Relapse, remind, regroup.

Last night it would have been nice to have the attention span and emotional depth of my cat. No, I want to believe she's capable of genuine affection, so maybe a Beta fish. Then I'd also have some fighting instincts and I'd be a lovely shade of red with blue tips. Unfortunately, I can remember things, painful things. Having come through most of my depression from earlier months, I knew what that sinking, aching feeling meant and I panicked.

Once in a phone call to a friend, we discussed how when you're down, some things become your way to stay up - your work, your relationships, your creative outlets. Then, when you right the overwhelming wrongs, you have to tackle the ones you didn't know were there - the ones in the "saving" aspects of your life. It's a disconcerting feeling, knowing that you're not done and you didn't see it coming. What happens when I deal with this problem, huh? Does this wretched cycle ever stop?

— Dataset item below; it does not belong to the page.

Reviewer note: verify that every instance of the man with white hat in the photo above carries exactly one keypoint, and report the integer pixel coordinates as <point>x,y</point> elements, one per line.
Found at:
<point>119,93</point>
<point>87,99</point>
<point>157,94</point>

That was last night in a nutshell. Because it wasn't a closet I could reorganize or a habit I could unlearn like forgetting to change my sheets, I felt stuck and despaired of ever overcoming it. I followed my counselors advice a while back and wrote down what got me out of the well. I thought about those things, once the initial tempest had passed. My old emotions of worthlessness were caused by the fact that I had little contact with people who could combat them, and the fix was to just seek friends out, start meeting people, start giving and receiving affection, even if it was just through a phone line. So that meant this problem could be conquered by consistently acting on the things I could tackle and slowly, calmly unpacking my mental baggage and sorting it all out.

I doubt I could have done that without K, though. He talked me through my feelings, keeping me from jumping to the conclusions that seemed to inevitable to my frantic brain. He rescued his damsel from a fate worse than death - insanity. Exaggeration aside, Love, you really deserve more thanks than I can give. You might need that encouragement, too, because my method of overcoming is more siege warfare than blitzkrieg. But you are absolutely right, this will not finish me, and your help will make it much easier on me. I know you feel like you can't remember to do all the things you should for everyday life, much less for new problems, but I know you can. And if it takes "nailing it to your forehead" as you said, then I want a nail gun for my birthday.